My thoughts are with you as you begin to navigate this unexpected path you find yourself on.

davka said...

woman7, this wasn't about you at all. you are wonderful. you are amazing. i'm so sorry that he did this to you and shattered you at the core. the way you are constantly striving towards personal evolution and growth is such a healthy response and this will be you victory.

i keep reading and wondering- how do you know that if you left and started anew, how do you know you wouldn't meet a man that would make you feel amazing and carefree, flirtatious, alive? i am not saying this is what you should do, believe me. i am just wondering, have you considered that possibility?

you are not getting a chicken neck. this pain is fucking with your head and playing tricks on your mind, girl!

woman.anonymous7 said...

Davka - Thank you for your kind thoughts.
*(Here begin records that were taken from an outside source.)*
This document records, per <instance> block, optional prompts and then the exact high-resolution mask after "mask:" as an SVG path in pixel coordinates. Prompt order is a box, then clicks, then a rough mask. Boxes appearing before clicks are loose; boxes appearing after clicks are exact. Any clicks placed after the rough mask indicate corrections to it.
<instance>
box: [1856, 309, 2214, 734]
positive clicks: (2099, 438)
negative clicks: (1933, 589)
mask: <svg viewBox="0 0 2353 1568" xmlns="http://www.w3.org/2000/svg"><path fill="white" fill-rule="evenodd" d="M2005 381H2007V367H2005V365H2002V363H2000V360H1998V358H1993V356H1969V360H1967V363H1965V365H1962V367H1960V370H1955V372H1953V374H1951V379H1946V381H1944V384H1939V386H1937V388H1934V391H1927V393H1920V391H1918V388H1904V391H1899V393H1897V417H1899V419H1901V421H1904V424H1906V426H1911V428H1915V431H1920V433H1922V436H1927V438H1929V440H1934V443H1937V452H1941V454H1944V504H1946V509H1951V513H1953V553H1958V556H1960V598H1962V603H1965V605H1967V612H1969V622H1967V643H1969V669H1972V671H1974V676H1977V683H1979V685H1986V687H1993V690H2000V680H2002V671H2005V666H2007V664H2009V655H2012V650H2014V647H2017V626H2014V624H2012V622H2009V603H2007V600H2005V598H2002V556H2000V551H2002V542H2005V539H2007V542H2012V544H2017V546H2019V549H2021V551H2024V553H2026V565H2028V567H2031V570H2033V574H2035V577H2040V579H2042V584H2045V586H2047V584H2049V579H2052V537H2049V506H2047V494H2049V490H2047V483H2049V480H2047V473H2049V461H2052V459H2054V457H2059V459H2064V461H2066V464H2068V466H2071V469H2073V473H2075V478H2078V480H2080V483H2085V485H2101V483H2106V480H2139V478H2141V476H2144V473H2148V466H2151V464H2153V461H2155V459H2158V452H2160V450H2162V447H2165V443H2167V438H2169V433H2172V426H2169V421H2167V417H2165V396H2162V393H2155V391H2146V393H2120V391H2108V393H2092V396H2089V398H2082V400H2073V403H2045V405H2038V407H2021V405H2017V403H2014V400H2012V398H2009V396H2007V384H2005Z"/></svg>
They make such a difference, especially because this subject is so isolating. Not easy to talk with others about.

You're questions were very thought provoking, and inspired my post today.

Wait. What? said...

Anger fueled my health spree and I lost 50 lbs because of it - I am still pulling from the anger reserves when I need a bit more energy boost at the gym - Amazing the positive things that can come out of anger well spent.